Which is why I always tended to err on the side of sympathy – to an extent because to be on the side of those throwing tomatoes is always thoroughly repugnant but also because, his extraordinary talent notwithstanding, Michael Jackson always seemed more victim than perpetrator to me.
Thus, when the heat of the current frenzy dies down, I think, will most people see him. He is out of harm’s way now, and so in a sense is his reputation. There may, as Louis Walsh suggests in his contribution to the Hot Press tribute, be more revelations on the way.
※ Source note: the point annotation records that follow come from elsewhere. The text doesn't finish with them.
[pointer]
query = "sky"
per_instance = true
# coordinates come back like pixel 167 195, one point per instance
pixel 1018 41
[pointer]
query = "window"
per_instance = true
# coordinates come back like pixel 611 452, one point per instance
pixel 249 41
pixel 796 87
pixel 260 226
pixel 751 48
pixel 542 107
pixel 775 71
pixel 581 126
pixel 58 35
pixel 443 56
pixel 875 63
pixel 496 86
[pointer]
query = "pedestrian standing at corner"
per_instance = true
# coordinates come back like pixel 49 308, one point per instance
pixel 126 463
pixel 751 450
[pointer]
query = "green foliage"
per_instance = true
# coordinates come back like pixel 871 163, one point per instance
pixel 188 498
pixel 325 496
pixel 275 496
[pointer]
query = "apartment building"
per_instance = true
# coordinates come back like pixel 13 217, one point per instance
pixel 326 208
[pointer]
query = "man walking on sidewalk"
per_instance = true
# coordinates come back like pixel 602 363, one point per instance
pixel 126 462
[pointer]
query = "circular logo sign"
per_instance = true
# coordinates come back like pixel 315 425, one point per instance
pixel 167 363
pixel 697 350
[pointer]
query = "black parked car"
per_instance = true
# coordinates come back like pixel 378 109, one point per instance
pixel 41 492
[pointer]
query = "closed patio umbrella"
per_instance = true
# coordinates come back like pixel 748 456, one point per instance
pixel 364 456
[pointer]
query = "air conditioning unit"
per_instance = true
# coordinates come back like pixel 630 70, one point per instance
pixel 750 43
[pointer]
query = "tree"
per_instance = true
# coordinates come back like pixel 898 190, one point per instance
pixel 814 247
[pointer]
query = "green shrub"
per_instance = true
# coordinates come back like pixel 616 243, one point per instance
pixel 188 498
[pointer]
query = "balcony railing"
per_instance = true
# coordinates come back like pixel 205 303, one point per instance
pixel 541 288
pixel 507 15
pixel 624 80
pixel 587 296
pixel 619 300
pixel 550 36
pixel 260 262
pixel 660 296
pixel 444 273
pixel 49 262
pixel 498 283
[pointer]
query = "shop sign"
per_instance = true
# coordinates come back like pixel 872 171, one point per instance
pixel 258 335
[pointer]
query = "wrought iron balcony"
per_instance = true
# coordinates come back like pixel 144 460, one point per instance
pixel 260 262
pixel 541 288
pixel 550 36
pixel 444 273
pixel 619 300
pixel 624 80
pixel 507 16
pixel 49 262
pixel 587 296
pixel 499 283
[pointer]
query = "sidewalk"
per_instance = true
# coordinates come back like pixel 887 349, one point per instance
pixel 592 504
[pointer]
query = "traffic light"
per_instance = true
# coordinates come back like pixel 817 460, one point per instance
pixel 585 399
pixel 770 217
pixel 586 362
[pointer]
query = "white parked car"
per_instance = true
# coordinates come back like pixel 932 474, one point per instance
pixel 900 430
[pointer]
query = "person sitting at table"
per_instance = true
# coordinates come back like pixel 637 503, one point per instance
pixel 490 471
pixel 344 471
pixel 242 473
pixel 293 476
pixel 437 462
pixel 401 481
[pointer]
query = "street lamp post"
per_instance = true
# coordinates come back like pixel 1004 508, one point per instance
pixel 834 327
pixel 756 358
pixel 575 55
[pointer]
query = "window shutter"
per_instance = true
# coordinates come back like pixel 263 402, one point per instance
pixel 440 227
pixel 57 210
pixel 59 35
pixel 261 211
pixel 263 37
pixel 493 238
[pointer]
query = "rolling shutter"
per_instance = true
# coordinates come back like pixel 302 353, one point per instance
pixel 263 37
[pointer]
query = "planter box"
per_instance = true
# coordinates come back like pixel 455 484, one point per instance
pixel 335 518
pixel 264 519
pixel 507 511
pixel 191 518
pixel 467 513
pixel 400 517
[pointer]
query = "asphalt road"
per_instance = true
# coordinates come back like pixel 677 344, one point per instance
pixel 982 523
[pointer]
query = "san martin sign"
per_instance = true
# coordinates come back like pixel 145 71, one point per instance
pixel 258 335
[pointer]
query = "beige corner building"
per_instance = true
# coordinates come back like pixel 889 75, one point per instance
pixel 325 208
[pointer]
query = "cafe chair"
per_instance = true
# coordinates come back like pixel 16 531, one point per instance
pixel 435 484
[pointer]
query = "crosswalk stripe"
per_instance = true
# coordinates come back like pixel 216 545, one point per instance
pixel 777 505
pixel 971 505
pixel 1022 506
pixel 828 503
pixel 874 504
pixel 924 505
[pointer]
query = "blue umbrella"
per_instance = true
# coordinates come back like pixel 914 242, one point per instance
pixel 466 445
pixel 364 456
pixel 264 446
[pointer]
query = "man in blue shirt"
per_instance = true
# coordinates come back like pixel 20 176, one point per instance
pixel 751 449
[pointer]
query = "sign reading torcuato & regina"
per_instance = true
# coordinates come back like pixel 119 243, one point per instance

But from now on, it really doesn’t matter. He has been and gone – but the legacy of his music and the magic that he created through his artistry will live on.
Michael Jackson was a brilliant singer, dancer, pop songwriter, record producer and all-round entertainer. He was capable of making bad records. But he made some of the most extraordinary ones of the past thirty-odd years too. No one can never take that away from him. And sure, why would they want to?